NJKF×CHALLENGER 7 見どころ

■第9試合
大田拓真 (新興ムエタイジム) VS TAKAYUKI (K-CRONY)

 24年も大田拓真は国内外の強豪を相手に戦いを繰り広げた。
 まず2月に“素手で闘う空手”を標榜する理心塾の笹木一磨に差を見せ判定勝ち。これまでなかったことが不思議なNJKF王座を遂に獲得し、戦いを幕開けした。
 続いて4月はONEに飛び、激闘の末に右ヒジでKO勝利を上げ35万バーツ(約150万円)のファイトボーナスを取得。6月もタフなクンクメール戦士を退け、NJKFの牙城を守った。
 このまま連勝を継続するかと思われたが、8月のONEで判定1-2の惜敗、しかし11月に再びONEで連戦に臨むと、中国の強打者ウェイ・ズーチンをテクニックで上回り判定勝ちで復活。ONEでの戦績を3勝1敗とした。

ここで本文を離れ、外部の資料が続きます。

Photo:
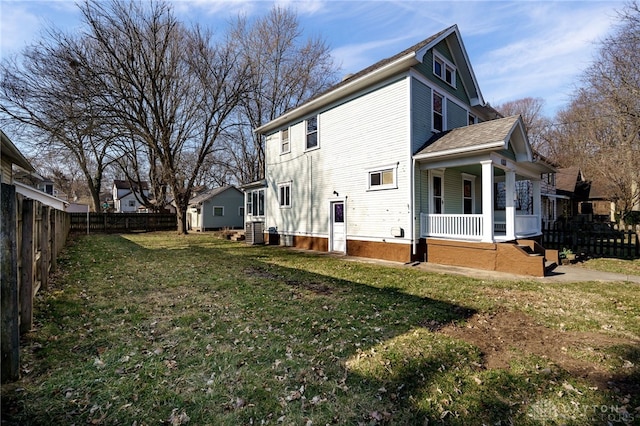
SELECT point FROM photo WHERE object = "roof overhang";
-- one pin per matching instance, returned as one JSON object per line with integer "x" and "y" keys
{"x": 43, "y": 197}
{"x": 254, "y": 185}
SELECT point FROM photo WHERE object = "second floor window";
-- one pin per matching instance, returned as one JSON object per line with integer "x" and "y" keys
{"x": 438, "y": 112}
{"x": 255, "y": 203}
{"x": 284, "y": 195}
{"x": 312, "y": 132}
{"x": 444, "y": 70}
{"x": 284, "y": 141}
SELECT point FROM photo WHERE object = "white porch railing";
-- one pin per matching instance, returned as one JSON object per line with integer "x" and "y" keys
{"x": 466, "y": 226}
{"x": 469, "y": 226}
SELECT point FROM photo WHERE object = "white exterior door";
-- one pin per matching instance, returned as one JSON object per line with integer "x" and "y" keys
{"x": 337, "y": 237}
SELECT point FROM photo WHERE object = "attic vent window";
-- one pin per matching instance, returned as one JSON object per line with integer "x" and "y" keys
{"x": 444, "y": 69}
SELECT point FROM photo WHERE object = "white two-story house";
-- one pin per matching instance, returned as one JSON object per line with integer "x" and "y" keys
{"x": 403, "y": 161}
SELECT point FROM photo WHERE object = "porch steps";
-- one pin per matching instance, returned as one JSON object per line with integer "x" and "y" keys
{"x": 528, "y": 250}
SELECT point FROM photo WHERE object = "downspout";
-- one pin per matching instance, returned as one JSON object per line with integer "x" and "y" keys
{"x": 202, "y": 217}
{"x": 412, "y": 189}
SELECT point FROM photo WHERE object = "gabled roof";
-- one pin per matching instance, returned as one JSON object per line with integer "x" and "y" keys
{"x": 488, "y": 135}
{"x": 567, "y": 178}
{"x": 206, "y": 195}
{"x": 383, "y": 69}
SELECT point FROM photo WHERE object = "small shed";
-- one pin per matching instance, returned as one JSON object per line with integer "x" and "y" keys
{"x": 215, "y": 209}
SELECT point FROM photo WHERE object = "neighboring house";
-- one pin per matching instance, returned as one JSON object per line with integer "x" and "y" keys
{"x": 124, "y": 197}
{"x": 572, "y": 190}
{"x": 217, "y": 208}
{"x": 403, "y": 161}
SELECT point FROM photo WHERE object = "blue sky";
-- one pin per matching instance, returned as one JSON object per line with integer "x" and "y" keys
{"x": 517, "y": 49}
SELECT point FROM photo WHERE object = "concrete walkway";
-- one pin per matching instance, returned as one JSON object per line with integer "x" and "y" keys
{"x": 562, "y": 273}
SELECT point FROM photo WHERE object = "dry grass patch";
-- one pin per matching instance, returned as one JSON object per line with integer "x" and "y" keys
{"x": 158, "y": 329}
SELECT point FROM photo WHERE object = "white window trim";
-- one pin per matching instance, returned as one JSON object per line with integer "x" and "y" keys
{"x": 444, "y": 65}
{"x": 282, "y": 150}
{"x": 436, "y": 173}
{"x": 394, "y": 170}
{"x": 444, "y": 111}
{"x": 472, "y": 178}
{"x": 285, "y": 185}
{"x": 306, "y": 148}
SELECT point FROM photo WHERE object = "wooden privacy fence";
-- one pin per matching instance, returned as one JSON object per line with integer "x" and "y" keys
{"x": 32, "y": 236}
{"x": 598, "y": 241}
{"x": 123, "y": 222}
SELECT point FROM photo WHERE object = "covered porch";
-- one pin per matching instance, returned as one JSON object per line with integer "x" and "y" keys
{"x": 489, "y": 205}
{"x": 480, "y": 183}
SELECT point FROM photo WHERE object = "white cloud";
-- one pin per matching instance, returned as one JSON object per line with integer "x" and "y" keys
{"x": 17, "y": 26}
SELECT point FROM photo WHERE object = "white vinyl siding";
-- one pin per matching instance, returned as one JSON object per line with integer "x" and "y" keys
{"x": 349, "y": 152}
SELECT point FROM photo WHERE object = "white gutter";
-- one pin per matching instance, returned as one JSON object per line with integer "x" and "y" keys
{"x": 464, "y": 150}
{"x": 43, "y": 197}
{"x": 360, "y": 83}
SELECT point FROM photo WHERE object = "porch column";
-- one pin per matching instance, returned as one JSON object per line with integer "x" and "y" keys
{"x": 487, "y": 201}
{"x": 537, "y": 203}
{"x": 510, "y": 205}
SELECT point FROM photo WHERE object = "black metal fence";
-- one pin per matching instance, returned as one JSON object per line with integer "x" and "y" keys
{"x": 596, "y": 239}
{"x": 123, "y": 222}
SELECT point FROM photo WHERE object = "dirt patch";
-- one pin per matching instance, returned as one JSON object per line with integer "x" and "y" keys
{"x": 315, "y": 287}
{"x": 504, "y": 336}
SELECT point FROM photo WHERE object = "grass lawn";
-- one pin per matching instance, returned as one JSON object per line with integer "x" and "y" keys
{"x": 621, "y": 266}
{"x": 151, "y": 329}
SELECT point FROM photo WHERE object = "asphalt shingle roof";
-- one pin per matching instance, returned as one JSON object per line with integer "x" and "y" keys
{"x": 468, "y": 137}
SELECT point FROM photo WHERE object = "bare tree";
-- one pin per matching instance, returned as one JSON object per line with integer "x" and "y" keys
{"x": 535, "y": 122}
{"x": 285, "y": 71}
{"x": 600, "y": 130}
{"x": 50, "y": 100}
{"x": 168, "y": 87}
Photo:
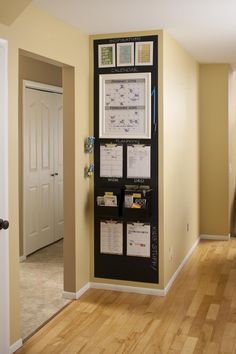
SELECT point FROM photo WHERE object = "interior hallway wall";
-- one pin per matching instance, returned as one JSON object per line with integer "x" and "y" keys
{"x": 232, "y": 151}
{"x": 180, "y": 154}
{"x": 33, "y": 70}
{"x": 37, "y": 32}
{"x": 214, "y": 159}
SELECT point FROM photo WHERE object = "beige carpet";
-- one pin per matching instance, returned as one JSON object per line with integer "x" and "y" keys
{"x": 41, "y": 286}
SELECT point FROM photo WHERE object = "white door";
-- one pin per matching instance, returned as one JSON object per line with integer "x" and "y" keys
{"x": 58, "y": 168}
{"x": 4, "y": 247}
{"x": 42, "y": 114}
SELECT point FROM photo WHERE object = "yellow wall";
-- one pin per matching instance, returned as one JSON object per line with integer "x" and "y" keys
{"x": 232, "y": 151}
{"x": 39, "y": 33}
{"x": 10, "y": 9}
{"x": 180, "y": 154}
{"x": 214, "y": 191}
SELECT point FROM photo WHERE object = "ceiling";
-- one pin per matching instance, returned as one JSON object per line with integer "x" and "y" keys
{"x": 206, "y": 28}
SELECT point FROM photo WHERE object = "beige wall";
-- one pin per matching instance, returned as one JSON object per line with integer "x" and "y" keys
{"x": 214, "y": 192}
{"x": 33, "y": 70}
{"x": 10, "y": 9}
{"x": 232, "y": 151}
{"x": 180, "y": 154}
{"x": 62, "y": 43}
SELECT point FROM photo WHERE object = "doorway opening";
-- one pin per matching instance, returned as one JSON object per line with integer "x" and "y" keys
{"x": 44, "y": 239}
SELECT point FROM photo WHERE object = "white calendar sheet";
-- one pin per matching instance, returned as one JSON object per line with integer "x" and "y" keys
{"x": 139, "y": 161}
{"x": 138, "y": 240}
{"x": 125, "y": 106}
{"x": 111, "y": 160}
{"x": 111, "y": 237}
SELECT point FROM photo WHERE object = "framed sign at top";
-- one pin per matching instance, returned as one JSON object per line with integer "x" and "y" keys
{"x": 125, "y": 106}
{"x": 106, "y": 55}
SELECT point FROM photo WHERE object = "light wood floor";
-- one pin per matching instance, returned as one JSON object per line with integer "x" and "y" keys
{"x": 197, "y": 316}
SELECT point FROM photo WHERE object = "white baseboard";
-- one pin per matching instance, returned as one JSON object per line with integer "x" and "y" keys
{"x": 171, "y": 281}
{"x": 22, "y": 258}
{"x": 132, "y": 289}
{"x": 14, "y": 347}
{"x": 127, "y": 288}
{"x": 77, "y": 295}
{"x": 215, "y": 237}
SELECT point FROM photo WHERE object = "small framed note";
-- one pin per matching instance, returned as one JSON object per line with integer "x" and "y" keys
{"x": 106, "y": 55}
{"x": 125, "y": 54}
{"x": 144, "y": 53}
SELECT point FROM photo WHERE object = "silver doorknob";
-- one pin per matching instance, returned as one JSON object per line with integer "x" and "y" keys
{"x": 4, "y": 224}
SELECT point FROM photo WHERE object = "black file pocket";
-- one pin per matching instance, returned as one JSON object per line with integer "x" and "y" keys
{"x": 137, "y": 203}
{"x": 108, "y": 202}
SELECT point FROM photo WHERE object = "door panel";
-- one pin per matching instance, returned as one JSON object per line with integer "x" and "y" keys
{"x": 43, "y": 157}
{"x": 58, "y": 160}
{"x": 4, "y": 239}
{"x": 38, "y": 183}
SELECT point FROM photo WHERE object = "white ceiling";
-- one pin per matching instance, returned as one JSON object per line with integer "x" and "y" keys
{"x": 206, "y": 28}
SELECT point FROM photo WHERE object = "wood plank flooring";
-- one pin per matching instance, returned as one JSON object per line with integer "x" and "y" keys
{"x": 197, "y": 316}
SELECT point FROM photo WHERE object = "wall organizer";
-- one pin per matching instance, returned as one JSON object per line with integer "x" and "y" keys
{"x": 126, "y": 159}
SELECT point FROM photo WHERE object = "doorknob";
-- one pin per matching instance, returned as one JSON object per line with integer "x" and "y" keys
{"x": 4, "y": 224}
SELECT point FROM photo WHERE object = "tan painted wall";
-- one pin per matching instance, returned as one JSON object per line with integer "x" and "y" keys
{"x": 214, "y": 192}
{"x": 33, "y": 70}
{"x": 65, "y": 44}
{"x": 180, "y": 150}
{"x": 11, "y": 9}
{"x": 232, "y": 151}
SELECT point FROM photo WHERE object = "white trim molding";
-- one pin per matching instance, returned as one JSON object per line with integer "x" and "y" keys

 25年第1戦は1年前に獲得したNJKF王座の防衛戦。昨年は5試合中3試合がONE、対戦相手も外国選手が4人となっており、すでに世界レベルでの活躍を見せている大田だが、今回は王者の責務を果たすための戦いとなる。
 対するTAKAYUKIは元NJKFスーパーバンタム級王者で、長いリーチを武器に2階級制覇を目指し大田に挑む。
 昨年10月、敵地・大阪で挑戦者決定戦に臨んだTAKAYUKIは2年負けなしであった坂本直樹(NJKF道場373)を振り切り判定勝ち。パンチを中心にミドル、前蹴りで大田を懐に入れない戦いが貫けるかが鍵となる。

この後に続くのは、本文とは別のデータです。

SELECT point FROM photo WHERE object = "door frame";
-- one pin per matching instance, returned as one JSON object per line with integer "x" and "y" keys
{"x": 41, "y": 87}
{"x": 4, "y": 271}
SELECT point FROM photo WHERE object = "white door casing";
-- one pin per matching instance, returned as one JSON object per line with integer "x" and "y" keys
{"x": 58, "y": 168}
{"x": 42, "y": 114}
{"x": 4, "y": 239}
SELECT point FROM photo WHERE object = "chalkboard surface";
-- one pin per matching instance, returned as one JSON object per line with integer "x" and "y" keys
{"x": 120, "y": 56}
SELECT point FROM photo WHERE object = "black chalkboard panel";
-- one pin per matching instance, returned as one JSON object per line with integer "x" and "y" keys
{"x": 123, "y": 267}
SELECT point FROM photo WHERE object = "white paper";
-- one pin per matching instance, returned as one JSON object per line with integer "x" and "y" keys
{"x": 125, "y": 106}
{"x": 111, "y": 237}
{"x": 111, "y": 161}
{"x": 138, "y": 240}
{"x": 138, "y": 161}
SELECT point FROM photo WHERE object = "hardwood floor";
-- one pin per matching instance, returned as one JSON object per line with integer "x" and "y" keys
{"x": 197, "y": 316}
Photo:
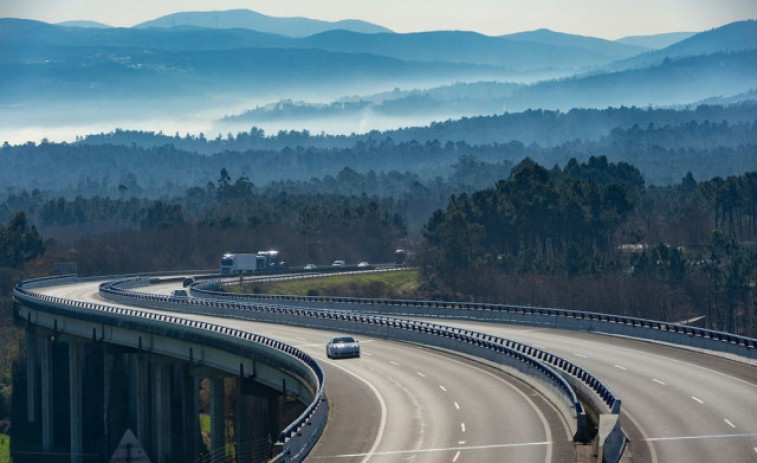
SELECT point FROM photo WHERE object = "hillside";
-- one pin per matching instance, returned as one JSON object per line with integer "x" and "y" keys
{"x": 734, "y": 37}
{"x": 248, "y": 19}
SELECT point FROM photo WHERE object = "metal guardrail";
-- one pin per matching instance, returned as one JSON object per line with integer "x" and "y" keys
{"x": 296, "y": 439}
{"x": 557, "y": 318}
{"x": 526, "y": 360}
{"x": 609, "y": 402}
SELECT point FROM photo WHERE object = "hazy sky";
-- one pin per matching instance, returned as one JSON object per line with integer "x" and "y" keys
{"x": 610, "y": 19}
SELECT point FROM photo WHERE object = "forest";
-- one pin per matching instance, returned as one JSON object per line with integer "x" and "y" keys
{"x": 590, "y": 236}
{"x": 663, "y": 144}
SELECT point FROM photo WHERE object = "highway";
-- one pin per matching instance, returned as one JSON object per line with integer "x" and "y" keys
{"x": 401, "y": 402}
{"x": 678, "y": 405}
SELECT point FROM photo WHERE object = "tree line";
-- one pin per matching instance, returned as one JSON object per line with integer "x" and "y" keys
{"x": 591, "y": 236}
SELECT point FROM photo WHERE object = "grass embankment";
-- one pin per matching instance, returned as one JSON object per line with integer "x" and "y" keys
{"x": 397, "y": 284}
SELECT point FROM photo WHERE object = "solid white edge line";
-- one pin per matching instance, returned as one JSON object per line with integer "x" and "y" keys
{"x": 545, "y": 425}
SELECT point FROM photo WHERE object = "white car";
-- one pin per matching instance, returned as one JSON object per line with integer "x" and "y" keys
{"x": 342, "y": 346}
{"x": 181, "y": 293}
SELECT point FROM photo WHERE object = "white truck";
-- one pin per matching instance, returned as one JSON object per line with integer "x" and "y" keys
{"x": 247, "y": 263}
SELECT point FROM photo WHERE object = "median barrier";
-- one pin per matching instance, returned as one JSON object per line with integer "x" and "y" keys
{"x": 522, "y": 365}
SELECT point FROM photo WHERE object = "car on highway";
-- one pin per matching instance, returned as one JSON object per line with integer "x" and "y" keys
{"x": 342, "y": 346}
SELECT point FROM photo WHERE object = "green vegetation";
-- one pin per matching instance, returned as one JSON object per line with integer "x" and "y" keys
{"x": 591, "y": 237}
{"x": 396, "y": 284}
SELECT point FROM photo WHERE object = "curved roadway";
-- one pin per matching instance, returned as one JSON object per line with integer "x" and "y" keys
{"x": 401, "y": 402}
{"x": 678, "y": 405}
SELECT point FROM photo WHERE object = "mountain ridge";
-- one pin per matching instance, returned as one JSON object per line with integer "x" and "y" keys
{"x": 249, "y": 19}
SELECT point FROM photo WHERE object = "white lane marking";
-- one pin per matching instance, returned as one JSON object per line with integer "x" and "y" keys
{"x": 382, "y": 423}
{"x": 448, "y": 449}
{"x": 547, "y": 428}
{"x": 712, "y": 436}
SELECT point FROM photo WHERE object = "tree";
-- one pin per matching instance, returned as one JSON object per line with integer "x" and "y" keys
{"x": 19, "y": 242}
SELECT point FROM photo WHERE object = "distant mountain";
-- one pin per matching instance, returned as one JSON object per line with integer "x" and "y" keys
{"x": 89, "y": 24}
{"x": 733, "y": 37}
{"x": 656, "y": 41}
{"x": 517, "y": 54}
{"x": 672, "y": 82}
{"x": 247, "y": 19}
{"x": 594, "y": 45}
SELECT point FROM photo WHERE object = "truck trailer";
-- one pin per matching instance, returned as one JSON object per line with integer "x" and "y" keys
{"x": 248, "y": 263}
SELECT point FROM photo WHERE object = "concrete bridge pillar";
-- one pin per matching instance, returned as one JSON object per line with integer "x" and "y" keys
{"x": 190, "y": 413}
{"x": 217, "y": 420}
{"x": 46, "y": 383}
{"x": 242, "y": 435}
{"x": 32, "y": 374}
{"x": 75, "y": 363}
{"x": 162, "y": 410}
{"x": 141, "y": 393}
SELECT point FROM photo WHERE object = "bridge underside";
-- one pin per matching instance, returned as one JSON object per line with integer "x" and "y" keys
{"x": 82, "y": 395}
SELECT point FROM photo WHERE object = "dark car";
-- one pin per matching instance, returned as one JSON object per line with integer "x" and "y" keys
{"x": 342, "y": 346}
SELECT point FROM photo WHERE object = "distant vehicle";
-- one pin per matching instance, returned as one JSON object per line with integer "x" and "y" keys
{"x": 182, "y": 293}
{"x": 342, "y": 346}
{"x": 247, "y": 263}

 激闘派に変貌し、海外勢を真っ向勝負の果てに退けている大田。王者の強さと風格を見せるか。TAKAYUKIが勝てば25年年明けからNJKFを波乱が襲う。

■第8試合
吉田凜汰朗 (VERTEX) VS 健太 (E.S.G)

 赤コーナーで王者として迎え撃つ吉田と青コーナーから挑む健太、両者は2年前の4月、コーナーを逆にして対戦。キャリアと技量差を見せ健太が判定勝利した。

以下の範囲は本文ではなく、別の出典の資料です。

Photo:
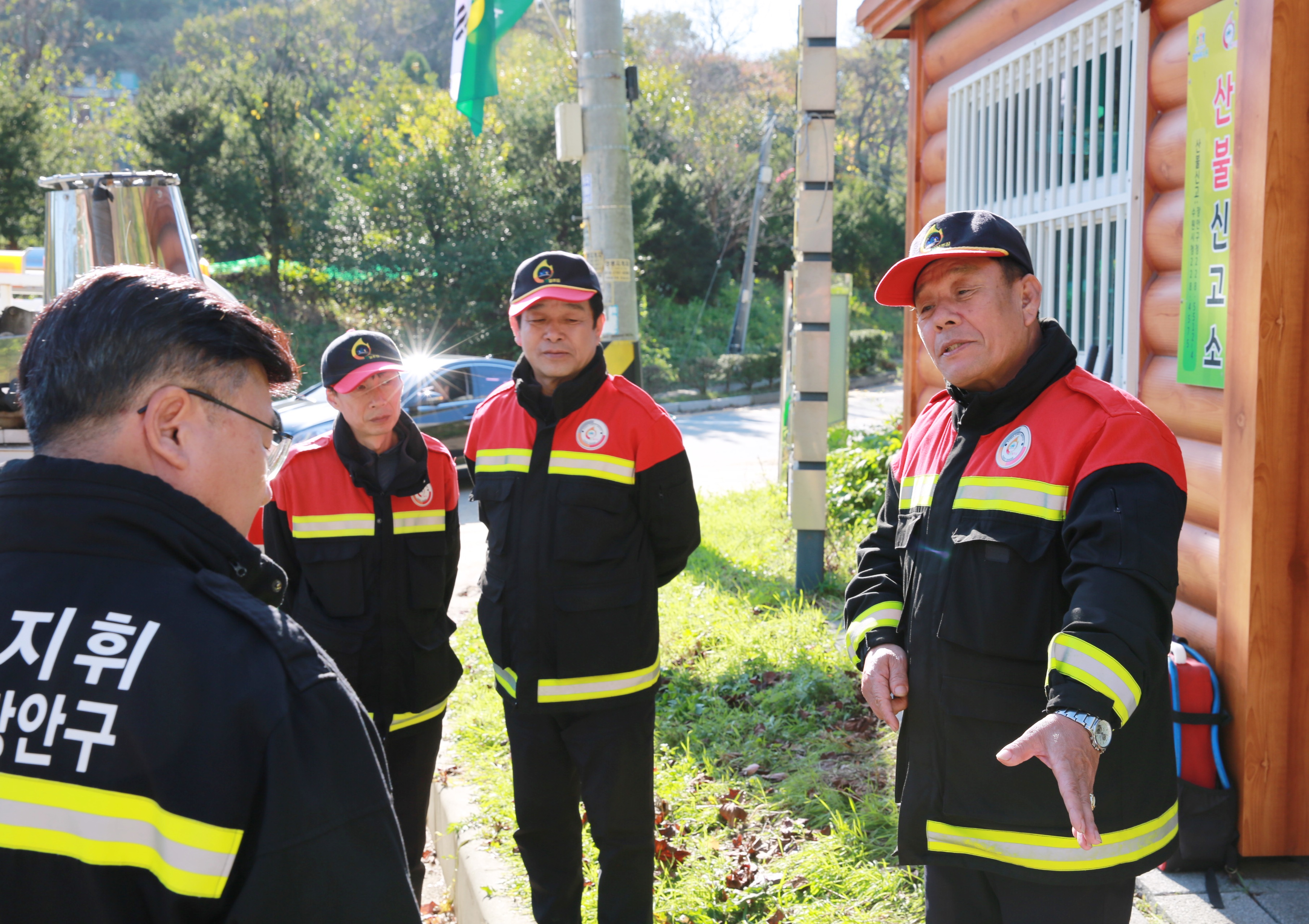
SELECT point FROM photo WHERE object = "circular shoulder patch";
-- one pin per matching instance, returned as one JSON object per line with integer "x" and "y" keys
{"x": 1014, "y": 448}
{"x": 592, "y": 434}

 この敗北で3連敗となった吉田だが、長くトップで走る健太との対戦で精神面はもちろん、「盗めたものも多くありました」と技術面での収穫も振り返る。
 敗戦を一過性のものではなく自らの糧とし、同年9月のタイトルマッチでチャレンジャーに抜擢を受けるとダウンを跳ね返して逆転勝利。ジム初の王者となった一戦は23年のNJKF最高試合にも選ばれた。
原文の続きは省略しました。